Sunday, January 4, 2015

Winter Reading 2015 The War That Saved My Life


I started to write that World War II is the setting for this story, but that wouldn't be quite right. The war does figure prominently in the story in various ways and it is always present in the background behind all other action. But I think the best way to explain the story is to say that WWII is the catalyst for everything that happens.

Ada and her brother Jamie live with their mother in London during 1939. Their father has been gone since Jamie was a baby. Now Ada is 10 and Jamie is 6 and old enough to go to school soon. Their mother (Mam) has never let Ada go to school, or anywhere else. Ada spends every day in their tiny 3rd floor apartment, watching the world outside the window. Mam keeps her inside because Ada has a clubfoot and she doesn't want anyone to know that her daughter is a "cripple." 

When the children are evacuated from London to the countryside because of the threat from German bombers, Ada goes with Jamie and they discover another world from what they've known.
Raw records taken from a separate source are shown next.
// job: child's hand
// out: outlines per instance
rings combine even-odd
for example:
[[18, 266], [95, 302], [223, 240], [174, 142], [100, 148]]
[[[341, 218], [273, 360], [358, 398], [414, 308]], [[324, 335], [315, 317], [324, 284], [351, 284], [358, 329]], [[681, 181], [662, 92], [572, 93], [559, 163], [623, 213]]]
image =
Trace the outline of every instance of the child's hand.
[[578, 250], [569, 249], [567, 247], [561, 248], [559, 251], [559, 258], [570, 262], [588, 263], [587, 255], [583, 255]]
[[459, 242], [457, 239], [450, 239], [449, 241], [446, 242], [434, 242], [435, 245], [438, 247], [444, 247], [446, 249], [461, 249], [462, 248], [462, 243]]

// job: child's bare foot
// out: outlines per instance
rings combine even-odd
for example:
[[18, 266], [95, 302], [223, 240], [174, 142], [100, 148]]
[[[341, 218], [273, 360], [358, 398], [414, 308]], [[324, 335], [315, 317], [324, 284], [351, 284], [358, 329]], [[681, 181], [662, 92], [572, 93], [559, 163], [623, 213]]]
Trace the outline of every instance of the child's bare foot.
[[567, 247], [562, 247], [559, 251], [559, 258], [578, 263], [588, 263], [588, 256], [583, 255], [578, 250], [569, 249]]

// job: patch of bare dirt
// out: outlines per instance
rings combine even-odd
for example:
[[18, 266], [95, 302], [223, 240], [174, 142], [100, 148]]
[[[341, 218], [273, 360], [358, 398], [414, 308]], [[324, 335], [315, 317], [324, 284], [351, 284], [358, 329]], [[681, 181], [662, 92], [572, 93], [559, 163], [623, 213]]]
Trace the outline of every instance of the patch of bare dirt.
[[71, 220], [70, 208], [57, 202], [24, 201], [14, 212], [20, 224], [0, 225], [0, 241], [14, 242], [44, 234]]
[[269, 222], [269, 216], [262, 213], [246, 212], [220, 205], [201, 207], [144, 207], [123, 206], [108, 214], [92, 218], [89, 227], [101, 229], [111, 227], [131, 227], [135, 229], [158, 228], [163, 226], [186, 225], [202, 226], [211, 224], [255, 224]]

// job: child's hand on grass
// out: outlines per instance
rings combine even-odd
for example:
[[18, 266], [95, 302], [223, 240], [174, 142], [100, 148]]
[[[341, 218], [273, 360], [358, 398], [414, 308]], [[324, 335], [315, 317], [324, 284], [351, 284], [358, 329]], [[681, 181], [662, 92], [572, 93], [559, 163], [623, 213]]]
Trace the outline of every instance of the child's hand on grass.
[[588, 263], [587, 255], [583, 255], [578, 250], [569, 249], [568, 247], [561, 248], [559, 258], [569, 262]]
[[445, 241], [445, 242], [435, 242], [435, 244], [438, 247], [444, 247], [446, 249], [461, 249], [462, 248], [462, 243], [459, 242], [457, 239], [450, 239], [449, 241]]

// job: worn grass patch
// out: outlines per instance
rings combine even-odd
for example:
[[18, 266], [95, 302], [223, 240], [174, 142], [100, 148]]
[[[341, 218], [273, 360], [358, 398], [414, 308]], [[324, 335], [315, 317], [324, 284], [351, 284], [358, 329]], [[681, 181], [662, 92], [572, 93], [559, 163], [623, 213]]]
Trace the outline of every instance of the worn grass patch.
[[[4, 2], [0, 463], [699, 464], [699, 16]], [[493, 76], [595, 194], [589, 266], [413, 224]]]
There is plenty of food to eat, baths every day, clean sheets on the bed, grass and fresh air outside... They are assigned to a single woman named Susan Smith who lives alone. Although Susan protests that she doesn't know how to care for children, she does a better job than Mam right from the start. 


(Photos of Kent, where evacuated children were taken.)

It is fascinating to watch the children, especially Ada, explore the English countryside and slowly emerge from the timid shells they have lived in with their mother. The behaviors that are described as they try to cope with all the changes and feel overwhelmed at times are what one would expect from children recovering from years of neglect and abuse. Readers will be cheering for each accomplishment and small flash of bravery. 

(English ponies like Butter, the pony in the book)

This would be an excellent book to read as part of a unit on WWII, because it does cover things like the evacuation, the bombing raids, rationing, victory gardens, etc. But it is also a great story for anyone who enjoys characters that are able to overcome obstacles and handicaps to reach for a better life.

I read an e-book provided by the publisher through NetGalley. You can find out more about the author and her books on her website. For more about World War II and its effects in England, visit the website for the Imperial War Museum, where the author did a lot of her research.

One of the displays from the museum, a boat used during the Dunkirk evacuations.